The minor degree program will include three new courses, two courses revamped with a diversity focus, and either field studies or an internship that deals with issues of diversity in the workplace. Professor Connerly hopes to enroll between 40 and 45 students each year in the program.

Civil Rights Icon Appointed to Key Administrative Post at the University of Tennessee

Rita Sanders Geier was named associate to the chancellor at the University of Tennessee. In this position she will be in charge of intercultural programs and implementing the university’s diversity plan. She was also appointed a senior fellow at the Howard H. Baker Jr. Center for Public Policy at the university.

Geier was the executive counselor to the commissioner of the Social Security Administration in Washington, D.C.  A graduate of Fisk University, Geier holds a master’s degree from the University of Chicago and a law degree from Vanderbilt University.

In 1968 Geier was a 23-year-old faculty member at historically black Tennessee State University when she filed a federal lawsuit against the state system of higher education. Eventually the suit was settled and the Geier Consent Decree provided $77 million for efforts to desegregate the state university system.

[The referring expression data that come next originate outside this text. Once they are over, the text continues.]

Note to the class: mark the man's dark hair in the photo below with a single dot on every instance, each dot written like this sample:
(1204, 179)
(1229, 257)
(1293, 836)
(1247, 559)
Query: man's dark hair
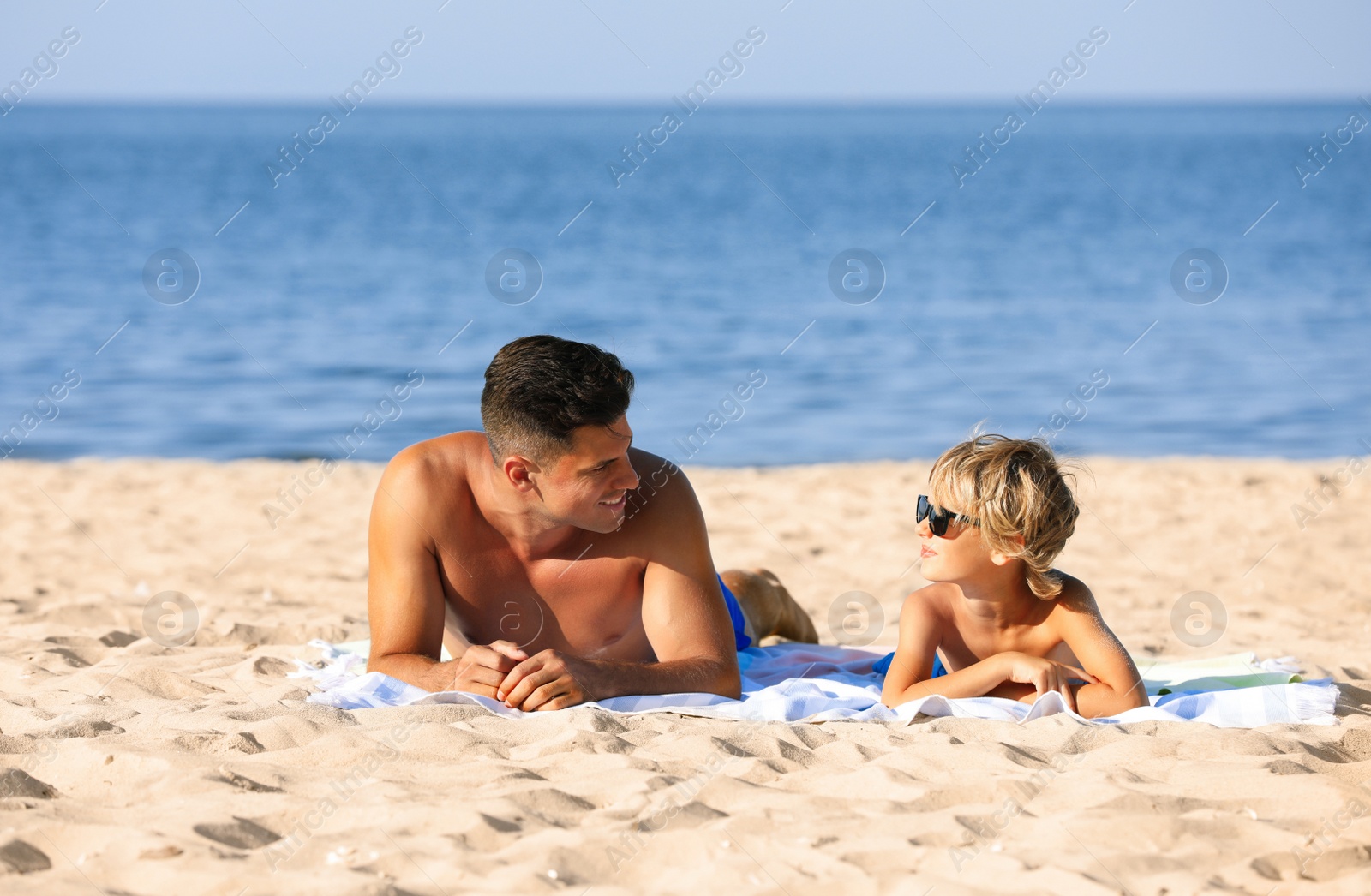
(542, 388)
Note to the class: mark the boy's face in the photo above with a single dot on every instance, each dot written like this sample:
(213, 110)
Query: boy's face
(956, 555)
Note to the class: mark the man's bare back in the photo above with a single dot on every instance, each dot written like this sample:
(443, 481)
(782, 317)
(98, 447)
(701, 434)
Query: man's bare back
(557, 562)
(583, 594)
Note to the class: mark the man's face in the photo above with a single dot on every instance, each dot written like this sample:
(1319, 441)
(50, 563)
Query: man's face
(589, 485)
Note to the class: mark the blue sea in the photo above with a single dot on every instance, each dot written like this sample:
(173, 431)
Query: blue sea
(1131, 281)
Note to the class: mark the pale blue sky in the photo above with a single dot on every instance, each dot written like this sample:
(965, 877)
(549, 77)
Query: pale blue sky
(612, 51)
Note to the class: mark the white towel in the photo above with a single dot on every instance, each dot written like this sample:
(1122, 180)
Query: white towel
(809, 683)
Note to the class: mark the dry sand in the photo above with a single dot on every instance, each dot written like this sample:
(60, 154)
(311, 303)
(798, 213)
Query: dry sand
(146, 769)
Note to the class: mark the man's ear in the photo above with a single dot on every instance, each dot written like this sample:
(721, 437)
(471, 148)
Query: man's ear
(520, 470)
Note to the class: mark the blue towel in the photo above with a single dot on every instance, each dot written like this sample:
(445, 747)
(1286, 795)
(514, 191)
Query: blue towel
(735, 615)
(883, 665)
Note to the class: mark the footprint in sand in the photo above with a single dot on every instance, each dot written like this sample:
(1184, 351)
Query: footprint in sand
(240, 833)
(20, 858)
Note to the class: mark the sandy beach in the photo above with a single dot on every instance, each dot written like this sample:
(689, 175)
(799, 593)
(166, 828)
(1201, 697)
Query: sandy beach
(144, 769)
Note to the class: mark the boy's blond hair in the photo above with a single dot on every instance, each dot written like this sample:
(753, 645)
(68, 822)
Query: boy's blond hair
(1014, 487)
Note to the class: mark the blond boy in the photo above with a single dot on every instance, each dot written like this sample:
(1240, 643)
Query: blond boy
(1005, 622)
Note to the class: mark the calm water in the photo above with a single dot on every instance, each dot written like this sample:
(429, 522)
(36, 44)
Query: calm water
(1033, 277)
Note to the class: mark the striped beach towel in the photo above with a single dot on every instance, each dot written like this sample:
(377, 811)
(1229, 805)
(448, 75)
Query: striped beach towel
(811, 683)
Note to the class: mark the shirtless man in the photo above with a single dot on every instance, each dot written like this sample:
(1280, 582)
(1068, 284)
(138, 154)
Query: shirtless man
(550, 571)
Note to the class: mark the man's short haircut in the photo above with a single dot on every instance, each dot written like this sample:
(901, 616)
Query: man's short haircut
(1015, 487)
(539, 390)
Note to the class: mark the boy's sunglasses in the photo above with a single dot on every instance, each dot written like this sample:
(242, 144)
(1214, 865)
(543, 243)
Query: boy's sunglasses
(939, 519)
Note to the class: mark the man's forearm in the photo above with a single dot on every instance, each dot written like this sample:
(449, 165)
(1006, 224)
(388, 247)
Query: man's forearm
(614, 678)
(415, 669)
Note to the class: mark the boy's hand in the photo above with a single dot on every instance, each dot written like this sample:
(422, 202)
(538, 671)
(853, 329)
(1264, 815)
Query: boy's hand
(1044, 674)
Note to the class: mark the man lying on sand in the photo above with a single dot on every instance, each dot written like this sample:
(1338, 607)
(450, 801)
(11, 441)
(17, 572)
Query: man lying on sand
(546, 566)
(1005, 622)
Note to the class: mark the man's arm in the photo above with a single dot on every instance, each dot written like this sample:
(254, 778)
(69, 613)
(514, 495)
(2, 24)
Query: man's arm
(683, 614)
(404, 598)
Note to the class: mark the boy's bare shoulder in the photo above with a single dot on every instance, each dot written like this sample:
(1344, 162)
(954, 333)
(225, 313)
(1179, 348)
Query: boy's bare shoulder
(1075, 598)
(934, 598)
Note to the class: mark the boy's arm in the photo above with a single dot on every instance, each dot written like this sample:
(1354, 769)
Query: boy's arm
(1119, 685)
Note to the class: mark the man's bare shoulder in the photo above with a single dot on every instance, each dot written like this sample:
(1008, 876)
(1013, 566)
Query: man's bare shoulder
(445, 459)
(662, 489)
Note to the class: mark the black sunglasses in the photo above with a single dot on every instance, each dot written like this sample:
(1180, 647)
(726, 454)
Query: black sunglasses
(938, 519)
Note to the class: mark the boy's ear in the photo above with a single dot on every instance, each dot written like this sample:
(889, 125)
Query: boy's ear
(1000, 559)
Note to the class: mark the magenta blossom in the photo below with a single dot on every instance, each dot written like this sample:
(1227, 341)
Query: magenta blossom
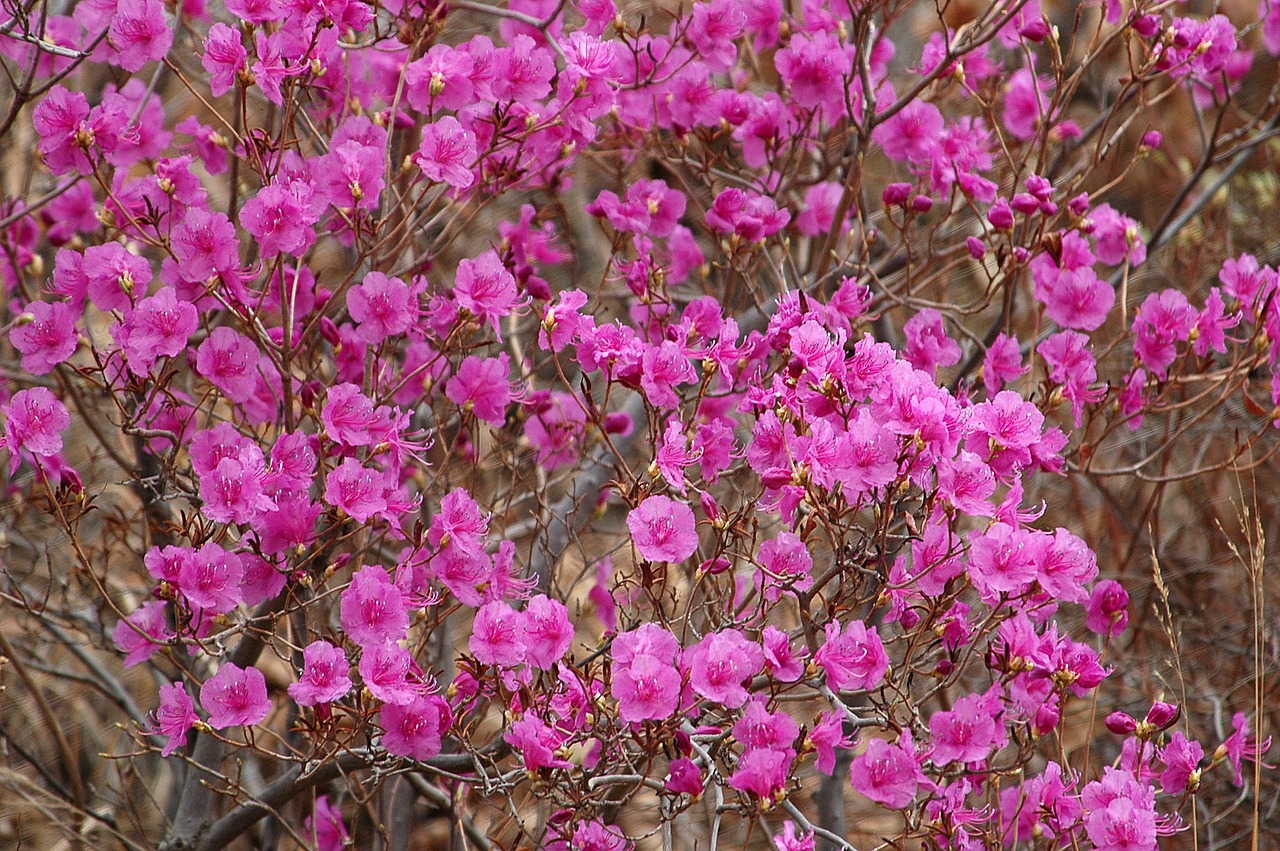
(663, 530)
(236, 696)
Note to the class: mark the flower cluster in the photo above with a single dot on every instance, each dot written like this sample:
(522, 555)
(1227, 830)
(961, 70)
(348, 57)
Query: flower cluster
(583, 335)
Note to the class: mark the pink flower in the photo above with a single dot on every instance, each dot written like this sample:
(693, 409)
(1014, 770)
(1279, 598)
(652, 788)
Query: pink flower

Business Casual Dress Code Instituted at Paul Quinn College

Paul Quinn College is a historically black educational institution in Dallas. The college was founded by the African Methodist Episcopal Church and retains an affiliation with the church today. There are about 800 students on campus, almost all of whom are black.

Paul Quinn’s president Michael J. Sorrell has instituted a new dress code for students on campus. Between the hours of 8 a.m. and 5 p.m., Monday through Friday, all students will be required to dress in “business casual” attire. This mean that students are not permitted to wear jeans, flip-flops, T-shirts, tank tops, or sneakers.

President Sorrell states, “We are charged with the responsibility of preparing our students to assume a leadership role in business, and we can no longer pretend that their attire isn’t one aspect of that preparation.”

Sympathetic to the fact that the new dress code might be difficult for some low-income students, Sorrell sought out corporations and individuals to donate appropriate clothes that can be used by students.

A student who violates the dress code will be required to do community service. A second violation will require the student to join President Sorrell’s Saturday Morning Running Club.

10.8%  The percentage of all white Americans who did not have health insurance coverage in 2006.

20.5%  The percentage of all African Americans who did not have health insurance coverage in 2006.

source: U.S. Census Bureau

Black Enrollments on the Rise at the University of Colorado

In recent years the University of Colorado at Boulder has been plagued by a number of incidents of racial hate. As a result, the number of blacks in the first-year class at the university was 66 in both 2004 and 2005. Officials at the university took steps to increase black enrollments. University president Hank Brown went to black churches in Denver to recruit students. African-American students at the university were employed to write letters to prospective black students to encourage them to apply to the university. Officials at the university met with local community and professional groups to discuss ways in which black students could be encouraged to apply.

The efforts seem to be bearing fruit. There are 102 black freshmen on campus this year, up 55 percent from two years ago and up 24 percent from a year ago.

Grants

Claflin University, the historically black educational institution in Orangeburg, South Carolina, received a $297,034 grant from the U.S. Department of Education for its Upward Bound program in mathematics and the sciences.

Howard University, the historically black educational institution in Washington, D.C., received a three-year, $2.2 million grant from the U.S. Health Resources and Services Administration for its pediatric dentistry residency program. The grant will provide funds for scholarships for six first-year and six second-year dentistry residents.